= Max Reiter =

American conductor

Max Reiter (20 October 1905 Trieste, Austro-Hungarian Empire – 13 December 1950 San Antonio) was an Italian-born American conductor who founded the San Antonio Symphony Orchestra in 1939 and developed it to the rank of a major symphony orchestra. He led the San Antonio Symphony until his death in 1950.

== Conducting appointments ==
- 1925 — Assistant Conductor, Berlin State Opera
- Munich Philharmonic
- Milan Conservatory Orchestra
- 1938 — Augusteo Orchestra in Rome

== Growing up ==
Reiter was born in Trieste, Italy, on October 20, 1905 to Isaac Reiter, a Jewish German-born businessman father, and Cella, a native Italian mother. When he was ten years old, his family moved to Munich, where he continued his middle-school education and went on to attend a university. He studied conducting with Bruno Walter and, at the insistence of his father, earned a doctorate in law.
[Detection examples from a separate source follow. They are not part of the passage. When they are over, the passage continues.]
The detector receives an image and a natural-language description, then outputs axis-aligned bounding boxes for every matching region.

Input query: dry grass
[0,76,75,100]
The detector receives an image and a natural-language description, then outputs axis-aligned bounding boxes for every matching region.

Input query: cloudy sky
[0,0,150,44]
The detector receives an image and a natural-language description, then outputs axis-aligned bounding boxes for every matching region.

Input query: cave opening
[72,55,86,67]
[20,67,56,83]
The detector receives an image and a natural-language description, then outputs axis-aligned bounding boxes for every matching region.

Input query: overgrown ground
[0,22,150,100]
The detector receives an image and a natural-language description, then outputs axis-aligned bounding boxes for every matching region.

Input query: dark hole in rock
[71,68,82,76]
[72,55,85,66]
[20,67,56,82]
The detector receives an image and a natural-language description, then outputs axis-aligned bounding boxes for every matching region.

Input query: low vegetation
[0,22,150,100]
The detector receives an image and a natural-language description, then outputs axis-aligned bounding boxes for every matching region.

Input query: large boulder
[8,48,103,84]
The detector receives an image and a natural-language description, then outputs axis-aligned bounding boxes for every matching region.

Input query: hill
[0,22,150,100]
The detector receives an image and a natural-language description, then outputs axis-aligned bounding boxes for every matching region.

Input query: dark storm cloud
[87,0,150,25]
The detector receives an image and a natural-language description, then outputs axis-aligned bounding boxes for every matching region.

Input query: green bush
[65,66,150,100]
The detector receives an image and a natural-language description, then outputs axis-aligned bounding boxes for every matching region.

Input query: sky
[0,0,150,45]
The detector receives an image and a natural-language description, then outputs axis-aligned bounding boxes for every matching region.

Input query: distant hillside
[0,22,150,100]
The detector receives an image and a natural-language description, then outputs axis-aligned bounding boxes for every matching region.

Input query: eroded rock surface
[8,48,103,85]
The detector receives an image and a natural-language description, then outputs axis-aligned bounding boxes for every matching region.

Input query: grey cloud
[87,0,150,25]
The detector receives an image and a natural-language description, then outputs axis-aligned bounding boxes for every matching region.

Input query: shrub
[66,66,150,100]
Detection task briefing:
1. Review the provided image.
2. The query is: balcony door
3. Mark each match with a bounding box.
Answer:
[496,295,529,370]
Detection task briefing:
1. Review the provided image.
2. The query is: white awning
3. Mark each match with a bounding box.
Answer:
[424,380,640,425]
== Immigration to America ==
Reiter fled his home in Italy in 1939, during the rise in fascism and antisemitism. He arrived in New York in January 1939, where the Steinway family advised him to go to Texas, a place they felt held employment potential. The Steinways felt that Texas was least affected by the Great Depression, and, given strong piano sales, showed great enthusiasm for music. The Steinway family informed Reiter Texans had purchased more Steinway pianos per capita than in any other state.

== Move to Texas ==
With a list of eighteen Texas cities to visit, Reiter's first stop was in Waco, at Baylor University, where he persuaded the university president to let him work one week with the orchestra, which he did with success. A couple of people from San Antonio who heard the concert persuaded him to try conducting in San Antonio. On June 12, 1939, Reiter gave a demonstration concert at the Sunken Garden Amphitheater. From then on, Reiter flourished as the founding musical director of the San Antonio Symphony Orchestra, while directing the quality symphony orchestra that he founded in Waco.

== Death ==
In December 1950, Reiter was told to give his heart a rest. Heeding the advice, he recommended Victor Alessandro as a guest conductor. Alessandro, who was a Texas-born conductor, was at the time the conductor of the Oklahoma City Philharmonic. Reiter's condition was more serious than he thought; within a week he was dead. Pleased with Reiter's endorsement, the San Antonio Symphony Society offered Alessandro a three-year contract in January 1951.